1 May 2014
[I have finally found the time to write up my fabulous day sightseeing in Lisbon before setting off on the camino.]
Elly and I left the apartment at about 9:30am in search of some breakfast, which was to be found not too far away in a local cafe. We were both keen to sample the much discussed local delight – pasteis de nata. I ordered a pastry and a couple of coconut goodies and washed them down with a cup of hot water. It was just as difficult as normal to assure the waitress that I simply wanted hot water, no tea bag, no lemon, just hot water. I have this trouble wherever I go. The pasteis was very tasty, a bit too sweet for my taste, but the crispy puff pastry that encased the rich egg custard was delicious.
We wandered towards Comercio Square but the streets were remarkably quiet. It dawned on me that it was mayday and everyone must be having a holiday lie-in. We came across some craft stalls selling really attractive items. Luckily temptation to buy was overcome by the thought of having to carry any purchases on my back for over 600 km.
One guy was selling hand made tiles decorated in the style of the cobbled pavements. The sidewalks are paved in small blocks of cream and black limestone in various designs.
The stallholder spent ages explaining to us what the various designs represented. His tiles were beautiful but not possible for me to buy – except for a tiny tile depicting a scallop shell. As I had forgotten to reattach my last year’s shell to my backpack after removing it when I loaned the pack to a friend, I decided that I could bear the weight of a tiny fridge magnet, with magnets removed and strong double sided tape applied to hold it to my new leather bumbag
I’m not totally convinced it will hold on until Santiago, but I am very pleased with my new shell, for a long as it lasts!
We then went to find the church of ‘Nossa Señora Dos Matires’ to get the first stamp (carimbo) in our pilgrim credencials, and then wandered off to find a Metro station to buy a daily pass for the tram system. Once purchased, we tried them out on one of the two trams we have discovered that solely traipse up and down a couple of very steep hills.
Once at the top of the hill we came across a national police exhibition, displaying uniforms through the ages, police vehicles from way back, and an interesting blow by blow account of the revolution in 1974, in which an army rebellion overthrew the fascist dictatorship. A very interesting hour or so.
We then realised we were close to the top of the intricate steel tower of the Santa Justa Lift, an elevator that was inaugurated in 1902 that takes passengers from the lower to the higher levels of the city. Atop the elevator tower is a viewing platform and I took a great photo of this from a balcony in the police exhibition building.
And as we approached the top of the tower we passed by a very inviting restaurant and shared a dish that we saw the waiter preparing for other diners, and looked too good to resist. A portion of spaghetti was dropped into an enormous scooped out Grana Padano cheese, mixed with shavings of cheese and rich sauce and topped with jamon, and presented in individual turrets.

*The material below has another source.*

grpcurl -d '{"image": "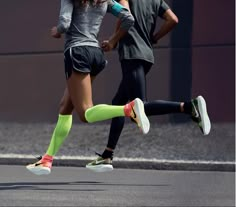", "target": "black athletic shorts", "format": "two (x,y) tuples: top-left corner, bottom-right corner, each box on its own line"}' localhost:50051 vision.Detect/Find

(64, 46), (107, 79)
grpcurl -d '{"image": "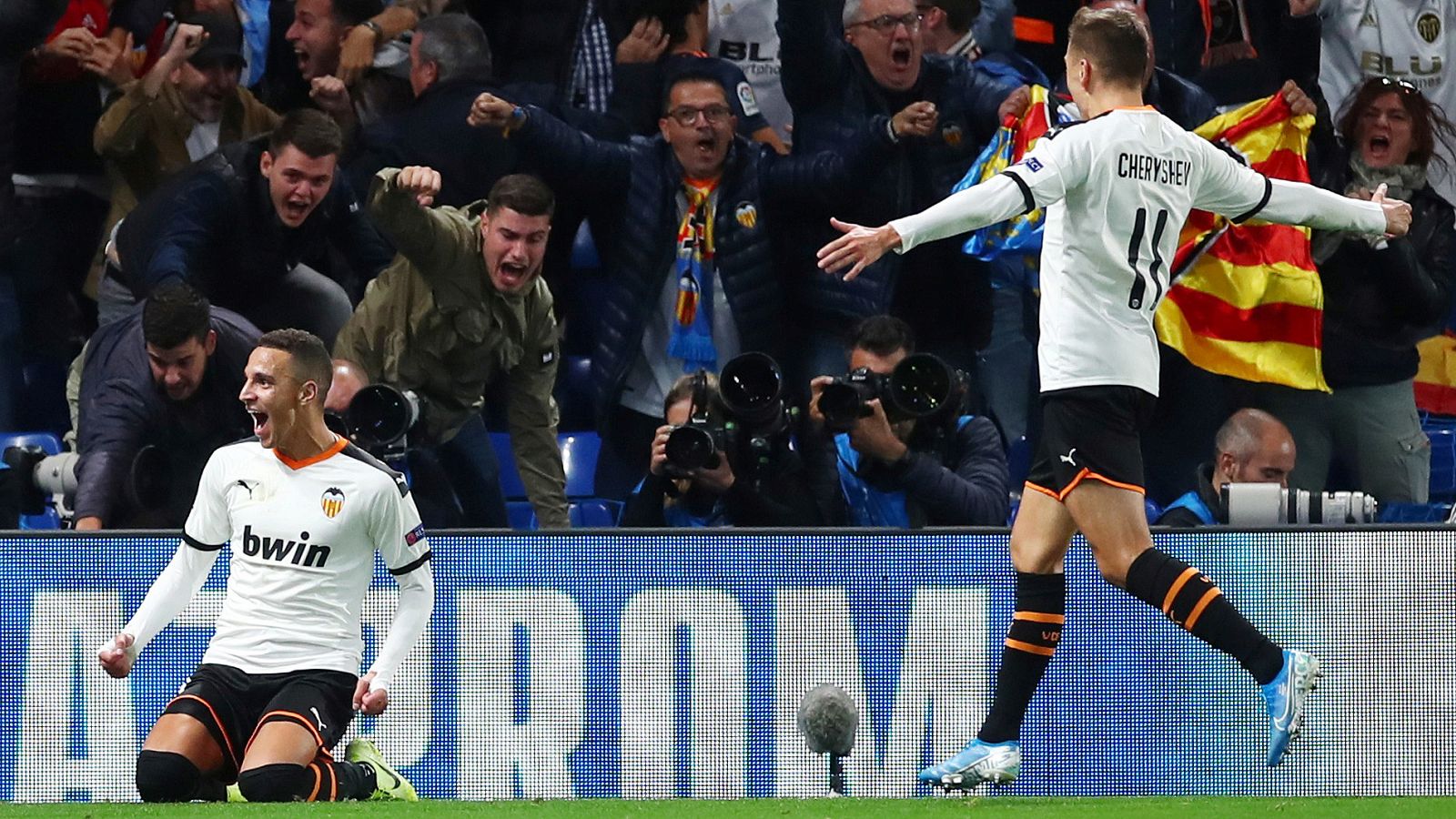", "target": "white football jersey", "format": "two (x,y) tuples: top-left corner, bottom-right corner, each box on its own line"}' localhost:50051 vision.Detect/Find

(1003, 106), (1269, 395)
(182, 439), (430, 673)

It tasted as good as it looked!
After lunch we took the elevator down to the lower level and were greeted by Aurélio and his wife Rita. Aurélio lives in Lisbon and is a member of a camino forum that I belong to and has been very helpful with suggestions and answering questions. It was lovely to meet him after communicating over the internet. He and Rita took us to a cafe for coffee and another pasteis de nata, this time eaten in the traditional way with a shake of cinnamon and icing sugar, accompanied by the tiniest cup of strong black coffee I have ever seen. Now, I drink hot water because I don’t actually like coffee, but of course I couldn’t refuse, and I was surprised that I actually enjoyed the taste, lno.the bitterness of the coffee being counteracted by the sweetness of the pastry.
Our new friends then spent half a day of their precious mayday holiday showing us around their city and pointing out things of interest that we would never otherwise have known about. They were so kind and patient, answering all our questions and taking us to the cathedral to get our second carimbo on our credencials. We eventually parted from them at 6pm and then we took the number 28 tram for a full ride from one end of the circuit to the other, and then back again.
The trams are all part of the fun of being in Lisbon and can turn up three or four at a time, or leave you waiting for twenty or thirty minutes without appearing.
Elly and I then had a quick bite to eat and found our way back to the apartment via a different route to usual, taking in a different view of the city by night.
Lisbon is a fabulous city, quite compact and easy to negotiate and most of all, great fun. I would love to come back for a more relaxed visit.